Change your price according to demand
In time, you should adapt your prices according to the demand. For example, if you offer unique food and you notice you have some dishes that get ordered often, you can increase the price as it will not affect your sales.
On the other hand, if some menu items don't get orders as often, lowering prices would be a great idea to incentivize sales. The best way to do this is by using promotions.
For example, if you sign up for GloriaFood’s free online ordering system, you will get access to the intuitive promotions module where you can implement tried and tested promo deals.
To promote the menu items that don’t sell as well, some great offers would be:
- % discount on selected items: encourage people to order them by offering a lower price;
- Buy one, get one free: let's say your cookies are not selling that well. Offer a 2 for 1 deal people cannot resist;
- Get a free item: establish a total order amount where people get the cookie for free.
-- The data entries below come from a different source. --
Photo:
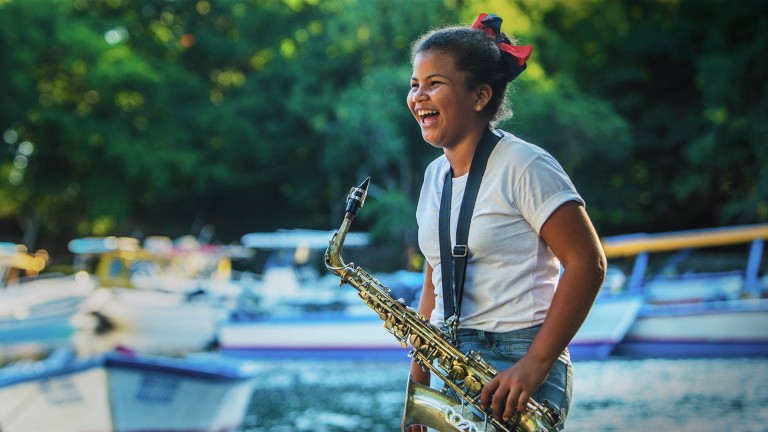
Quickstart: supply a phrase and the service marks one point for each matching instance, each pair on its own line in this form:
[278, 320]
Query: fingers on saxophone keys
[487, 393]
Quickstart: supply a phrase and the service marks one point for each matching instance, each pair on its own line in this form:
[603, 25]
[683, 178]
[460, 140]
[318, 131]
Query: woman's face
[440, 101]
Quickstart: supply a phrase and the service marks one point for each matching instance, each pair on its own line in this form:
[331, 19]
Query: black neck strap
[453, 261]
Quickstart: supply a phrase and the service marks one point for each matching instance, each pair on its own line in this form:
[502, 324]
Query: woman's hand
[511, 389]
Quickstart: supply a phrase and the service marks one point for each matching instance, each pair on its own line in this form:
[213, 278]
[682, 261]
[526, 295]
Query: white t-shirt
[511, 273]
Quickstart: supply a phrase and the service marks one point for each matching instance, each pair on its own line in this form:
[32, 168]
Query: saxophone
[465, 374]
After they try it and realize its deliciousness, they will be tempted to order it again.
If you want to start selling more with promotions, create an account and go to admin -> Marketing -> Promotions.
Read more: Menu Marketing Tips: How to Promote New Menu Items Online & Offline
Place your most expensive menu items first
People are tempted to order one of the first items on the menu because it is faster and because they trust these are the best dishes a restaurant has to offer. So, if you want more people to buy your expensive menu items, use menu engineering and add them to the top of the menu.
Configuring a menu and constantly updating it is very simple with an online ordering system. Sign up on GloriaFood to gain access to an intuitive platform where you can use drag and drop to set up your menu items. Check out this video to learn more:
If you constantly update your menu to add new menu items or change prices so you can increase your profit, you also need a QR menu for your locations. Changing an online menu is fast, but getting a newly printed one requires time and money.
Choose a QR menu to make it simple for you and your clients. Print out the QR code and place it on every table for easy access. If you want to find out how easy it is to create a QR code menu with an online ordering system, go over this video:
Read more: How to Build a Restaurant Menu That Will Skyrocket Your Online Sales
Implement portion control
To efficiently price a menu item, you need to be able to calculate the cost of the raw ingredients. If you don't implement portion control, the cost will vary for every client, and so will the profit. Therefore, to have a steady profit, you need to take the necessary steps to ensure all portions are the same:
- Buy pre-packaged items: it will cost more at first, but it will pay off in the long run with less time needed for preparations;
- Measure everything: if you have the right mise en place, with every ingredient prepared (already chopped or diced), you can easily weigh each time to ensure you have the same portion.
Conclusion
Learning how to price menu items requires mathematical formulas, research on the competition, and tools to make it easy to set up a menu.
Calculating the profit margins and markups for every menu item may sound tiresome, but it is the only way to ensure your restaurant's success. In time, it will just become a habit, and you will be able to do it with your eyes closed!